La Fédération locale du bâtiment et des travaux publics de Saint-Pierre-et-Miquelon monte au créneau : sans visibilité sur les marchés publics, le secteur qui emploie 400 personnes sur l’archipel risque de s’effondrer.
Roger Hélène n’a pas cherché la nuance. Invité de la matinale radio le 19 juin 2026, le président de la Fédération des entreprises et artisans du bâtiment et des travaux publics de Saint-Pierre-et-Miquelon a posé le diagnostic sans détour : “L’archipel de Saint-Pierre-et-Miquelon, c’est aussi un enfant de la France. Il est en train de mourir si rien ne se passe.”
Le constat est celui d’un secteur à l’arrêt faute de commandes publiques lisibles. Le BTP local, rappelle Roger Hélène, ce ne sont pas que des chantiers : ce sont 63 entreprises, près de 400 salariés, des savoir-faire qui construisent et développent un territoire.
Un déficit structurel que la Fédération juge “flagrant”
Le mot revient plusieurs fois dans la bouche du président de la Fédération : “structurel”. Le problème ne serait pas conjoncturel, lié à un ralentissement passager, mais ancré dans l’organisation même du territoire et de ses commandes publiques. Sans calendrier de marchés, les entreprises locales ne peuvent ni planifier leurs charges, ni maintenir leurs équipes.
“Le déficit structurel du territoire est flagrant”, a répété Roger Hélène, en appelant les pouvoirs publics à réagir.

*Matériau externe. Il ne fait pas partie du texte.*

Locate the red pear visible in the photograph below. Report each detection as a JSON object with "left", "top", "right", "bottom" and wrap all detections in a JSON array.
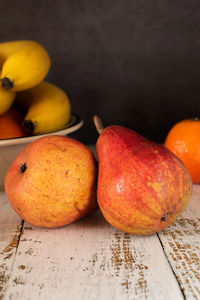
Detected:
[{"left": 94, "top": 116, "right": 192, "bottom": 235}]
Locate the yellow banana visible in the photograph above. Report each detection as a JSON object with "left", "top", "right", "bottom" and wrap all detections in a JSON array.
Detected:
[
  {"left": 0, "top": 41, "right": 51, "bottom": 91},
  {"left": 0, "top": 72, "right": 16, "bottom": 115},
  {"left": 16, "top": 81, "right": 71, "bottom": 135}
]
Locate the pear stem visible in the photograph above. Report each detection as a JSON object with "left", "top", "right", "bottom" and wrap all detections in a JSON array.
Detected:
[{"left": 93, "top": 115, "right": 104, "bottom": 135}]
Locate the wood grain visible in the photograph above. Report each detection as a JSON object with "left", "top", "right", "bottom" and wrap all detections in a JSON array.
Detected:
[
  {"left": 159, "top": 185, "right": 200, "bottom": 300},
  {"left": 0, "top": 185, "right": 200, "bottom": 300},
  {"left": 2, "top": 212, "right": 183, "bottom": 300},
  {"left": 0, "top": 191, "right": 22, "bottom": 299}
]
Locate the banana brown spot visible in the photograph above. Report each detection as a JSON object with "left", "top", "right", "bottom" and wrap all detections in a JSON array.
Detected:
[{"left": 1, "top": 77, "right": 13, "bottom": 91}]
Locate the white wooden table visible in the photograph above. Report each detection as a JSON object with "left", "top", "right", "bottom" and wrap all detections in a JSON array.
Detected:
[{"left": 0, "top": 176, "right": 200, "bottom": 300}]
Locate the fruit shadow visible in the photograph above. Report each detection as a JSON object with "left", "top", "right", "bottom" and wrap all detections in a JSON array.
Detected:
[{"left": 72, "top": 209, "right": 110, "bottom": 229}]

La Fédération ne demande pas de subvention exceptionnelle : elle réclame de la visibilité, c’est-à-dire une programmation des chantiers publics permettant aux artisans et entreprises de l’archipel de travailler.
400 salariés et 63 entreprises dont l’avenir est incertain
Les chiffres mis en avant par Roger Hélène donnent l’échelle du problème sur un territoire où chaque emploi compte. “Le BTP à Saint-Pierre-et-Miquelon, ce n’est pas juste un secteur économique, c’est aussi l’emploi local des familles”, a-t-il insisté lors de son passage en matinale.
Près de 400 salariés travaillent dans les 63 entreprises que la Fédération représente. Sur un archipel isolé de 6 000 habitants environ, une hémorragie dans ce secteur aurait des répercussions immédiates sur l’ensemble de l’économie locale. Les compétences, une fois perdues, ne reviennent pas facilement sur un territoire aussi excentré.
La Fédération promet de rester mobilisée
Roger Hélène a conclu son intervention sur un engagement : “Notre fédération, on sera toujours là pour pouvoir défendre ce secteur et défendre ses emplois.” Le message est adressé autant aux salariés qu’aux élus et aux administrations.
Le BTP de Saint-Pierre-et-Miquelon se retrouve dans une position que d’autres territoires ultramarins connaissent : une dépendance forte aux marchés publics, dans un contexte où les contraintes budgétaires de l’État et des collectivités réduisent et retardent les investissements. La Fédération locale attend désormais une réponse concrète des pouvoirs publics sur la programmation des chantiers à venir.